Tracks token usage - Uses provider-specific tokenizers for accurate counts
Auto-summarizes - When reaching 75% of max tokens, older messages are summarized
Preserves context - Recent messages kept in full, older ones compressed into structured summaries

Configuration guidelines:

TokenAwareSummarizingMemory.builder()
    .maxTokens(8000)        // Set based on your model's context window
                            // OpenAI GPT-4: 8000, Claude: 100000, etc.
    .tokenEstimator(...)    // Use provider-specific tokenizer
    .summarizationThreshold(0.75)  // Trigger at 75% capacity
    .build()

Session Management via ChatClientImpl

The ChatClientImpl wrapper automatically handles:

Session Switching - Save current session, load new session memory
Auto-save - Periodic saves every 5 minutes
Shutdown Hook - Save on graceful application exit
Serialization - Convert memory to/from JSON for database storage

You don’t need to implement session management - just wrap your delegate in ChatClientImpl:

val delegate: ChatClient = builder.build()
val sessionMemoryRepository = DatabaseManager.getInstance().getSessionMemoryRepository()
return ChatClientImpl(delegate, chatMemory, sessionMemoryRepository)

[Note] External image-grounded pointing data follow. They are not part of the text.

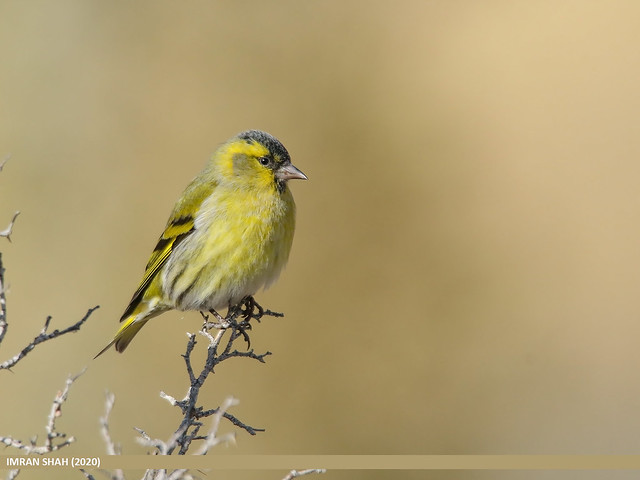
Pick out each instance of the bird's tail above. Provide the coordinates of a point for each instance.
(130, 327)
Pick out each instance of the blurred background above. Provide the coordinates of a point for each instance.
(465, 272)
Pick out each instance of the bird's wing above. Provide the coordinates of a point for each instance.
(180, 225)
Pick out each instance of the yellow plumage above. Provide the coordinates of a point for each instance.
(229, 235)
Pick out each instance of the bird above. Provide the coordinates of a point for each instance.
(229, 235)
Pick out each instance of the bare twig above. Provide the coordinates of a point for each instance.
(7, 231)
(51, 443)
(217, 351)
(43, 336)
(300, 473)
(3, 304)
(112, 448)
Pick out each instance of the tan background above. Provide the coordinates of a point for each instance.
(466, 267)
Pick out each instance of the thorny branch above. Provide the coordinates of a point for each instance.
(7, 231)
(43, 336)
(218, 351)
(55, 440)
(191, 427)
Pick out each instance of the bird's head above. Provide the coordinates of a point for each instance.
(255, 159)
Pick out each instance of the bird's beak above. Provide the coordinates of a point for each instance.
(289, 172)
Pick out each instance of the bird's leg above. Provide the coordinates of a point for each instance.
(250, 305)
(221, 323)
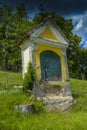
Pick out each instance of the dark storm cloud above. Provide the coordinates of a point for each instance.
(62, 7)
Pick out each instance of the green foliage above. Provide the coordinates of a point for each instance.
(29, 78)
(73, 119)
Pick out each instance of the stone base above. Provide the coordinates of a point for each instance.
(57, 103)
(25, 108)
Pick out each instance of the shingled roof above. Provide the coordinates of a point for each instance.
(27, 35)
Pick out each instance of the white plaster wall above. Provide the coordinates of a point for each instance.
(26, 57)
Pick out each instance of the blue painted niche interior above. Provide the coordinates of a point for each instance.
(50, 66)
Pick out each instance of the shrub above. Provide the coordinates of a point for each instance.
(29, 78)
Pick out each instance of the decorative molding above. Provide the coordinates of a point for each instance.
(48, 42)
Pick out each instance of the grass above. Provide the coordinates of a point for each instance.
(10, 119)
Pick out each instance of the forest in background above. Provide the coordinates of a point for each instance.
(15, 22)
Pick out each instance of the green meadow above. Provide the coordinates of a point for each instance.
(11, 119)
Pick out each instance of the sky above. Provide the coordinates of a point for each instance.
(70, 9)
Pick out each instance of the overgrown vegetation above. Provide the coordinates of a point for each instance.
(14, 23)
(29, 78)
(10, 119)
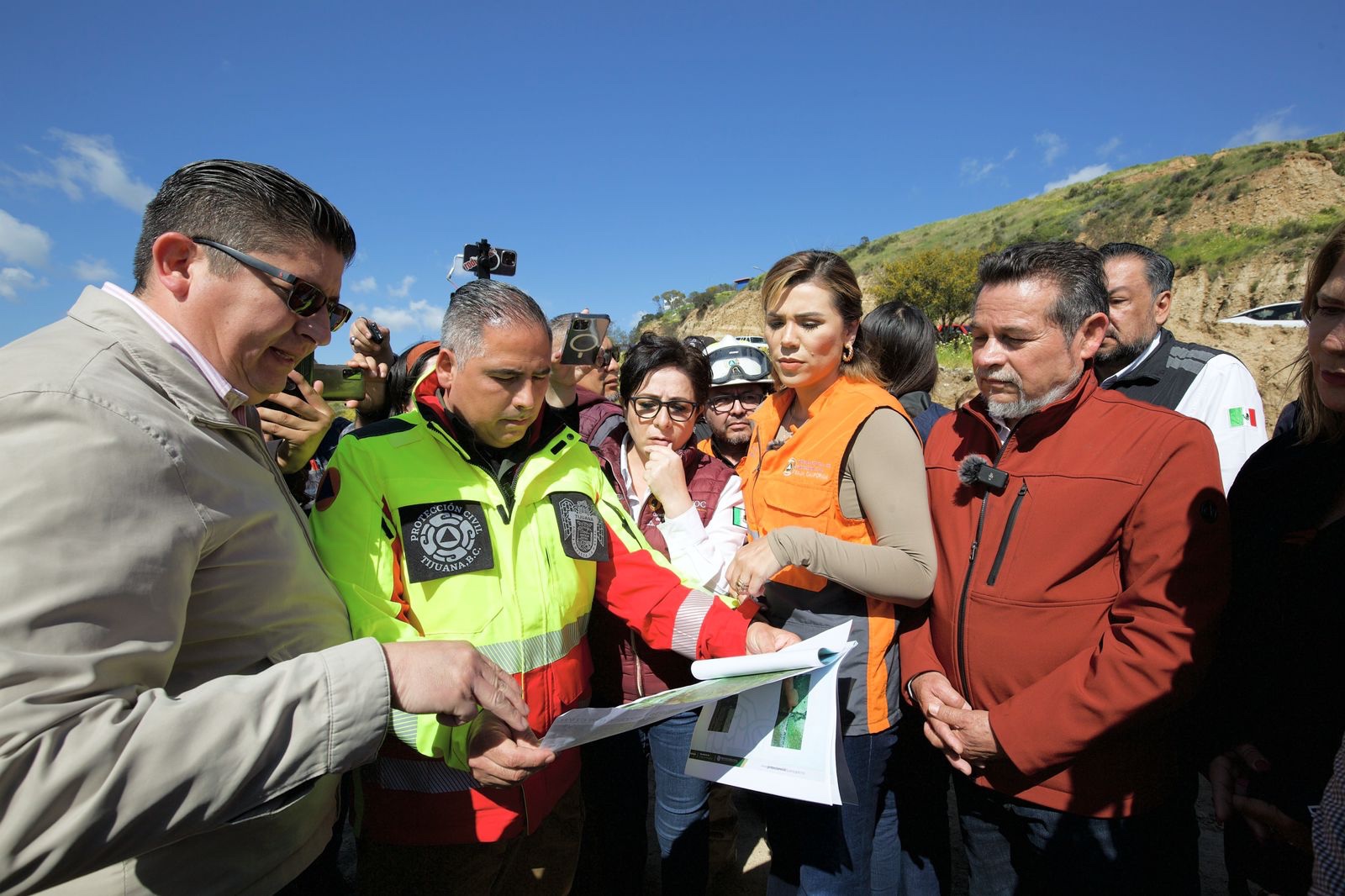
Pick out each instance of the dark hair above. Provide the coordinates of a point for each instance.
(244, 205)
(1075, 268)
(405, 372)
(1317, 421)
(654, 353)
(1158, 268)
(833, 273)
(901, 343)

Example: Implementation Reference

For reference, here are the key components of existing implementations:

OpenAI Implementation

Settings: OpenAiSettings - Contains API key and presets
Factory: OpenAiModelFactory - Creates OpenAI models with token-aware memory
Tokenizer: OpenAiTokenCountEstimator - Accurate token counting per model
Memory: 8000 max tokens with 0.75 threshold

Ollama Implementation

Settings: OllamaSettings - Contains base URL and presets
Factory: OllamaModelFactory - Creates Ollama models and fetches available models
Memory: 8000 max tokens with default word-count estimation

Testing Your Implementation

After implementing your provider, you can test it by:

Building and running the Askimo CLI
Setting your provider as the active provider:

askmio> :set-provider YOUR_PROVIDER

Setting any required parameters:

askimo> :set-param api_key your-api-key

Listing available models:

askimo> :models

Chatting with a specific model:

askimo> :set-param model your-model-name
askimo> What is the capital of Viet Nam?

Conclusion

By following these steps, you can integrate any chat model provider with Askimo. The modular architecture makes it easy to add new providers while maintaining a consistent interface for users.

Remember to handle errors gracefully and provide clear feedback to users when something goes wrong with your provider’s API.